The following text is copyright 1998 by Network World, permission is hearby given for reproduction, as long as attribution is given and this notice is included.

When is the Internet not the Internet?

By Scott Bradner

According to the published schedule the ANX is about to get real.

For the past few years the Automotive Network Exchange (http://www.aiag.org/anx/) has been preparing to change the way that the automotive industry does business in North America. The next big step should come at any time. That step is the publication of a list of certified service providers (ANX CSPs). ANX CSPs are Internet service providers (ISPs) which have demonstrated compliance with ANX-specified requirements for network service features, interoperability, performance, reliability, business continuity and disaster recovery, security, customer care, and trouble handling, and which have connected to one or more ANX certified exchange points.

The basic idea is to move most of the electronic interaction between the thousands of trading partners which make up the automotive business away from private networks and to the public data network infrastructure. I.e. move the communications to the Internet, except that the ANX folk take care to say the ANX system is not the Internet even though they do mention that it is part of the Internet. The difference they say is in the guarantees provided by requiring the trading partners to use ANX CSPs rather than just any ISP.

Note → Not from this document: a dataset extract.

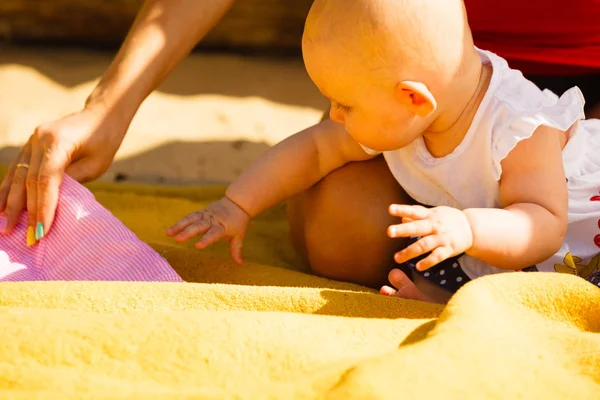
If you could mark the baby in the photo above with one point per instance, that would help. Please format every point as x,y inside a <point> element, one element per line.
<point>507,176</point>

Of the dozen or so network service features that the ANX requires an ANX CSP to offer the most important involves security. All ANX CSPs must be part of a public key certificate hierarchy with its top run by the ANX. This certificate hierarchy is used to enable the ANX-wide use of the IETF's IP Security (IPSEC) set of security functions to protect and authenticate transactions between trading partners. Just in time the IPSEC documents were approved by the IETF as Proposed Standards two weeks ago and there are already many vendors selling products based on these standards.

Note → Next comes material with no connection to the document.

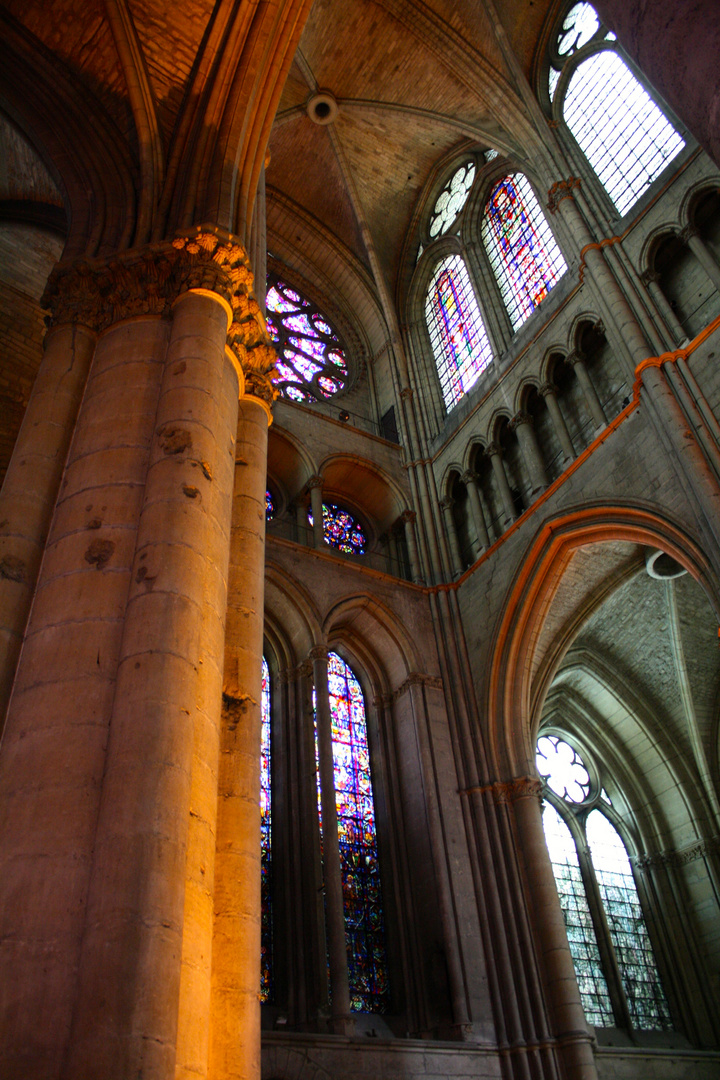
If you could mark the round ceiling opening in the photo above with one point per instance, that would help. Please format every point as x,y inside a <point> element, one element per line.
<point>322,107</point>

Since each ANX CSP must have an approved public key certificate which is used in real time to authenticate the CSP, this hierarchy also provides a way for the ANX to decertify CSPs that fail to maintain the required level of quality. The ANX certification authority just revokes the CSP's certificate and the trading partners which might be customers of that CSP can no longer operate. (According to the ANX documents some warning will be given in this case.)

I expect that as soon as the list of CSPs is released it will become the approved ISP list for many organizations that have nothing to do with the automotive industry. I also expect that we will quickly see other industry groups adopting the same approach to trading partner interactions. But I also expect that this will be a short-lived phenomenon. I expect that industry-specific certification will be quickly replaced by Consumer Reports-style ratings once there is a better understanding of what to rate. The ANX experience will help in this.

It should be quite amusing to watch the reactions of ISPs that fail to get certified. Bluster and treats of legal action, as some ISPs may try, instead of fixing the deficiencies, will tell me all I need to know about an ISP.

disclaimer: We don't do bluster at Harvard, or at lease we do not call it that - but the above anticipatory amusement is my own.